Three-way American college football rivalry

Tri-State Big Three
| Penn State Nittany Lions | Pittsburgh Panthers | West Virginia Mountaineers |
| Trophy: | Old Ironsides (1951–84) |
| First qualifying year: | 1900 |
| First full round-robin: | 1904 |
| Longest streak: | Penn State (1966–75) |
| Latest champion: | Penn State (2023)* |
District Championships

| Penn State (12) 1901 1905 1906 1908 1909 1919 1939 1941 1942 1943 1947 1950 | Pitt (24) 1904 1907 1910 1913 1917 1920 1921 1924 1925 1926 1927 1929 1930 1931 1935 1936 1937 1938 1940 1944 1945 1946 1948 1949 | WVU (2) 1922 1928 |
Outright trophy victories

| Penn State (21) 1952 1958 1960 1961 1962 1964 1966 1967 1968 1969 1970 1971 1972 1973 1974 1975 1977 1978 1981 1982 1983 | Pitt (6) 1951 1955 1963 1976 1979 1980 | WVU (2) 1953 1984 |
- No official champions have been crowned since 1984

Old Ironsides was the trophy awarded for the three-way college football rivalry between the Penn State Nittany Lions, the Pittsburgh Panthers, and the West Virginia Mountaineers. Although Old Ironsides is the most distinctive aspect of the rivalry, the trophy was long predated by the significance of the universities' collegiate football matches.

In 1984, staff from the Penn State Athletics Department informed their counterparts at Pittsburgh and West Virginia that the trophy went missing at some point while in Penn State's possession. The resulting searches yielded no trace and the Old Ironsides trophy was lost.

As a result of the reduced frequency of competitions between the schools and the disappearance of Old Ironsides, the triangular rivalry is largely viewed in the scope of the individual head-to-head rivalries and not a unified competition between all three.

The three schools were often referred to as the "Tri-State Big Three" or simply the "Big Three". This naming both predated and coexisted with the Old Ironsides trophy. Prior to and concurrent with the attached trophy, the winner of the triangular rivalry was named the "district Big Three champion".

==Series history==

=== District championship era (1881–1950) ===
In 1881, Pennsylvania State College played its first collegiate game against Lewisburg where they won 9–0. This was the first team fielded by any of the Big Three. The Western University of Pennsylvania (WUP) introduced football in 1890 and West Virginia University introduced football in 1891.

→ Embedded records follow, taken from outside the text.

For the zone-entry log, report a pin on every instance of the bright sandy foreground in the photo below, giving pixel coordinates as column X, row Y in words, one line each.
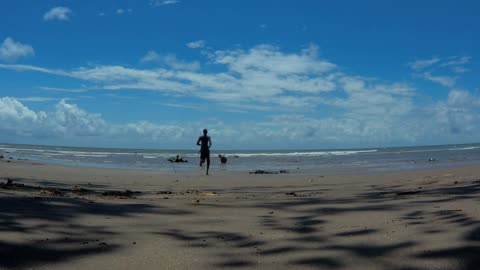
column 410, row 220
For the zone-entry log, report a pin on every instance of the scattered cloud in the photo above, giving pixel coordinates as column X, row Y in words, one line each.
column 123, row 11
column 151, row 56
column 442, row 122
column 66, row 90
column 57, row 13
column 196, row 44
column 36, row 99
column 157, row 3
column 454, row 64
column 422, row 64
column 456, row 61
column 10, row 50
column 447, row 81
column 170, row 60
column 249, row 75
column 286, row 87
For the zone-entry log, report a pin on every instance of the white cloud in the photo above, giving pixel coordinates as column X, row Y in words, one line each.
column 57, row 89
column 11, row 50
column 379, row 122
column 35, row 99
column 171, row 61
column 422, row 64
column 122, row 11
column 250, row 75
column 368, row 112
column 151, row 56
column 447, row 81
column 177, row 64
column 158, row 3
column 196, row 44
column 57, row 13
column 456, row 61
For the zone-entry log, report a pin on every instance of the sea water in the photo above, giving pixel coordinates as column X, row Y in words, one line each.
column 371, row 159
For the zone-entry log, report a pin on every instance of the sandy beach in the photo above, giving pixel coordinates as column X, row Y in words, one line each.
column 58, row 217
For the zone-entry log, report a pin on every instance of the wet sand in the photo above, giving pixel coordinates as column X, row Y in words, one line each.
column 56, row 217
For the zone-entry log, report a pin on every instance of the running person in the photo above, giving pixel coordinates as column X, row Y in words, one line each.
column 205, row 143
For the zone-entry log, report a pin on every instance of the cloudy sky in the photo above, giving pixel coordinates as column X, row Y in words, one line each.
column 270, row 74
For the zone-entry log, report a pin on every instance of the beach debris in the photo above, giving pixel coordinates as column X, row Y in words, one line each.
column 208, row 193
column 177, row 159
column 120, row 194
column 52, row 192
column 10, row 184
column 268, row 172
column 223, row 159
column 78, row 189
column 413, row 192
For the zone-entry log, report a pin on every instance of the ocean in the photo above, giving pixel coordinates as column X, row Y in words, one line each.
column 370, row 160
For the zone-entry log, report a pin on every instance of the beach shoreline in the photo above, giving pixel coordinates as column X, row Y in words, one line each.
column 60, row 217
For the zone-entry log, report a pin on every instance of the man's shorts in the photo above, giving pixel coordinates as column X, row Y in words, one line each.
column 204, row 155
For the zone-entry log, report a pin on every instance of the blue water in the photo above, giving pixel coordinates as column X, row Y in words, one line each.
column 372, row 159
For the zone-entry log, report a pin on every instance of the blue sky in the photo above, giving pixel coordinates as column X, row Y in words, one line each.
column 257, row 74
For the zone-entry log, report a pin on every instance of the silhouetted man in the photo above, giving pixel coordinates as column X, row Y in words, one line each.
column 205, row 143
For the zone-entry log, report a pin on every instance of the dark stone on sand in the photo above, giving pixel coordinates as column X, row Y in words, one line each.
column 114, row 193
column 408, row 193
column 10, row 185
column 52, row 192
column 268, row 172
column 78, row 189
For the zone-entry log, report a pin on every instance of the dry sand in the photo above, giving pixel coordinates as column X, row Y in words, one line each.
column 55, row 217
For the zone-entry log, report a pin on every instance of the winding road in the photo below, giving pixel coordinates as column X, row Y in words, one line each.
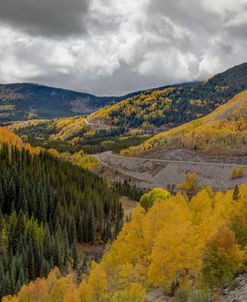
column 151, row 172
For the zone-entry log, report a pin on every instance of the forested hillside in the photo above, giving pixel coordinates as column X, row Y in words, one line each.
column 29, row 101
column 196, row 249
column 73, row 135
column 47, row 208
column 174, row 105
column 224, row 131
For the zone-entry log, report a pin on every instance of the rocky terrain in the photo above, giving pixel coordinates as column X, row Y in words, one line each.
column 150, row 173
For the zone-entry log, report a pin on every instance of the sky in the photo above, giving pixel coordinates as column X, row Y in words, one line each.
column 112, row 47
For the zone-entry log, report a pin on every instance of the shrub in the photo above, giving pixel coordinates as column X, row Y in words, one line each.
column 188, row 184
column 222, row 258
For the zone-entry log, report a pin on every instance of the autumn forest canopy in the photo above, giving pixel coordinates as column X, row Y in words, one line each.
column 72, row 229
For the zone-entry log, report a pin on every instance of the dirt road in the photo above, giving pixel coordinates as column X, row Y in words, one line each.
column 151, row 172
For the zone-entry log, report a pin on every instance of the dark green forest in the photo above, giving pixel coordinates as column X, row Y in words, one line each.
column 47, row 208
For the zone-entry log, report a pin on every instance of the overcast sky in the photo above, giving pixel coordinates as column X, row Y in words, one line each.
column 111, row 47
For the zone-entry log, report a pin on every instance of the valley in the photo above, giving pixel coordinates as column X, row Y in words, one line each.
column 110, row 177
column 149, row 173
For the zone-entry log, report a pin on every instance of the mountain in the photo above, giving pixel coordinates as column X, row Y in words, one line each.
column 185, row 249
column 224, row 131
column 26, row 101
column 48, row 209
column 174, row 105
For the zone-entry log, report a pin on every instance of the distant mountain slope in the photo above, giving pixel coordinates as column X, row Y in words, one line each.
column 224, row 131
column 177, row 104
column 25, row 101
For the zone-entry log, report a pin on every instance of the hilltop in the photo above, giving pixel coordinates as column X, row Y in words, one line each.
column 224, row 131
column 176, row 104
column 29, row 101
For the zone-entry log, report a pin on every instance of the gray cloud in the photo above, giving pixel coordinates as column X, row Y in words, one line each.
column 45, row 17
column 128, row 45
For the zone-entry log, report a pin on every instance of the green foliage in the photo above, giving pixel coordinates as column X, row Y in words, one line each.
column 176, row 104
column 47, row 207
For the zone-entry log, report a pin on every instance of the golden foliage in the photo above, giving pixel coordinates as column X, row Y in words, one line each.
column 222, row 131
column 176, row 242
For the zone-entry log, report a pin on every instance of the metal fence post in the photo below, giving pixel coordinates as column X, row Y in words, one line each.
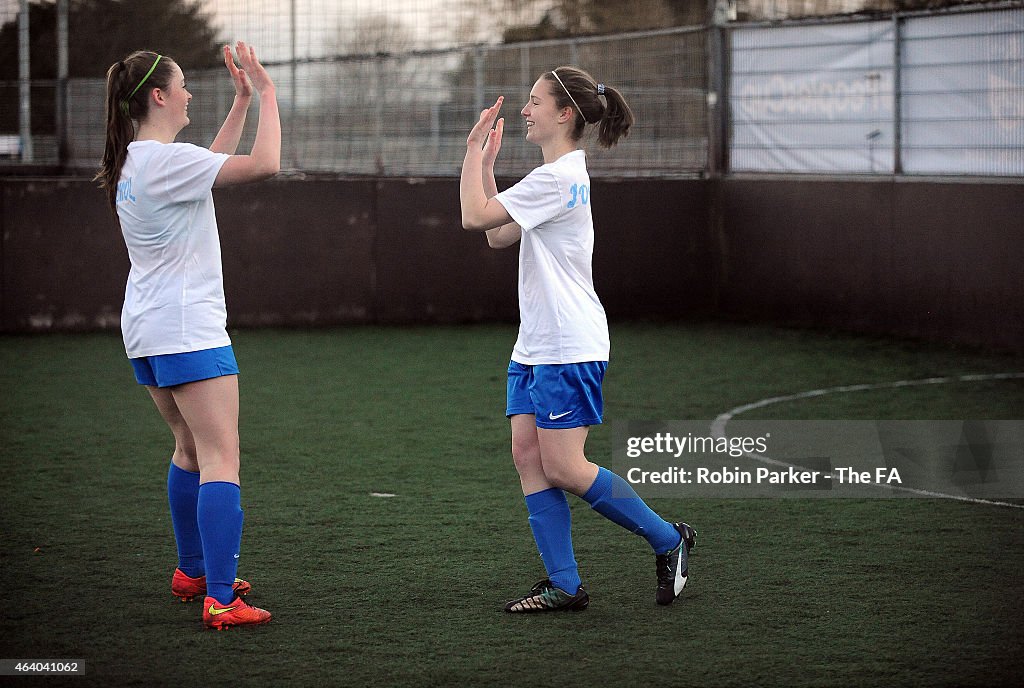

The first game played between any of the three was on November 6, 1893, when Penn State defeated WUP 32–0. The rivalry between the three schools rapidly formed as Pittsburgh, then WUP, regularly battled West Virginia and Penn State, who played an imbalanced series in Pittsburgh. Notably, Penn State versus West Virginia became an extremely heated rivalry as the two met in 1904, 1905, 1906, 1908, and 1909 in State College. WVU was shut out each time. They met again at Yankee Stadium in 1923. The result was a 13–13 tie.

In 1900, the first rivalry qualifying season took place as Western University played both Penn State and West Virginia. Western University lost both matchups, making the first result a split championship between Penn State and West Virginia.

In 1904, the first full round-robin took place, meaning each of the three teams played both of the others. West Virginia went 0–2 in the rivalry, Penn State went 1–1, and Western went 2–0 as part of their undefeated 1904 campaign. By 1908, the battle between the three was considered a championship and representative of supremacy in Western Pennsylvania and West Virginia and a 1921 article from The Pittsburg Press referred to a triangular rivalry between the schools as they competed for the "sectional title". By the 1930s, the trio was simply referred to as "the east's Big Three"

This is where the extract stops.